By: Dana Ardiano and Irma Negrete
When CSUN’s campus was closed last March, Mike Curb advisors were suddenly tasked with transitioning their traditional face-to-face student interactions entirely to online environments. Navigating academic progress is high-stakes business during the best of times, and with the uncertainty of a worldwide pandemic weighing on students and advisors alike, emotions can run especially high. During those early weeks of the shutdown, Associate Dean Kandace Harris reconvened the Advisement Collaborative, a monthly meeting where advisors across the Mike Curb College gather on Zoom to discuss how they can best support students and each other virtually.
The Advisement Collaborative has helped advisors overcome social distance by fostering feelings of unity and connection. Meetings provide arenas for discussion and brainstorming, and occasional guest speakers help advisors to fine-tune interpersonal communication and identify self-care techniques that can boost personal satisfaction and relieve stress.
Advisors are empowered during meetings to share opinions freely and resolve matters collaboratively. Abraham Zapata, academic advisor for the Art department, states, “I like that the associate dean is there, so we are kept on top of new information and she is able to relay our grievances or things we enjoyed back to the dean’s office.”
The meetings also provide opportunities to share advisement strategies among departments. CTVA academic advisor Rachel Mahgerefteh says, “It helps to see what goes on in the other departments,” allowing advisors to take what works best back to their own departments and meetings. The collaborative gives advisors a team forum to solve complex issues, a capacity that has become more important than ever with new difficulties arising amid pandemic tensions and remote connections.

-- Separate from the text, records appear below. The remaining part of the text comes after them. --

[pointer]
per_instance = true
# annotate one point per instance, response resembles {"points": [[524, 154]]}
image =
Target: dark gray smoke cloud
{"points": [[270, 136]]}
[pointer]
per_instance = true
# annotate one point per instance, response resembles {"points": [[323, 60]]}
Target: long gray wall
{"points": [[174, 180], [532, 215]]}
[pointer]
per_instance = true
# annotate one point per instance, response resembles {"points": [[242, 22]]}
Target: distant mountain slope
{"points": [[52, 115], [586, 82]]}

The collaborative’s initial focus has been to establish more accessible resources for students. Even simple everyday advisement protocols like individual appointment scheduling required a new system, but the workaround yielded some benefit. After researching scheduling programs, advisors tested and selected Schedule Once, which allows students to make and reschedule appointments easily. David Del Mundo, academic advisor for the Communication Studies and Theatre departments, says, “Students are able to make their own appointments even late into the night, when normally they couldn’t as our offices were closed.”

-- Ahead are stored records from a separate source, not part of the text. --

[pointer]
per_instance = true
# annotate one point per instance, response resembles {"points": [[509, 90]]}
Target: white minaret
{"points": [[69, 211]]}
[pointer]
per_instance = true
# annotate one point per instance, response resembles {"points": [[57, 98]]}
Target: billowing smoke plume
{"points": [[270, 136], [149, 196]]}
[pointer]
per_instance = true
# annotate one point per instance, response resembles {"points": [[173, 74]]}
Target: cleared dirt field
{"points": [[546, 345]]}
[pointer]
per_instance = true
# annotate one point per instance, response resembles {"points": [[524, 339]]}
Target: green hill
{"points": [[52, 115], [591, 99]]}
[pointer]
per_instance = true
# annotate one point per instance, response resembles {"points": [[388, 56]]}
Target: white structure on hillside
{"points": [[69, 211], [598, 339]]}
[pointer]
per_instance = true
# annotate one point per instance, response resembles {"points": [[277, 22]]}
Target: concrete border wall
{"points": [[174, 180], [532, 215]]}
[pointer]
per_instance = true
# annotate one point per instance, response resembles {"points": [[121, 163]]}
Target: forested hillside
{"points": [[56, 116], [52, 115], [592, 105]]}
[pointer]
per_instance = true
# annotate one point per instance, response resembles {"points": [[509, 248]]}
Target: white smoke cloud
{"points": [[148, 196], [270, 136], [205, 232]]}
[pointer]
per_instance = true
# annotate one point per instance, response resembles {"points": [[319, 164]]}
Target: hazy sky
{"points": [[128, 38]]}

The new system also helps keep students on schedule by automatically generating email reminders on the day of their appointment. Zapata notes that students are missing fewer appointments with the system in place. “Usually, during winter especially, I end up with a lot of no-shows,” Zapata says, “and for the most part students have been checking into their Zooms on time.”
Another advantage in the current climate: Online appointments allow advisors and students to share screens to go over critical records like Degree Progress Reports and Registration Planners. The focused interaction gives students a more engaged experience in the advisement process. In a time of a pandemic crisis, the Advisement Collaborative has proven the silver-lining approach that allows advisors to have a reliable place to communicate, support one another, and focus as a team on student success.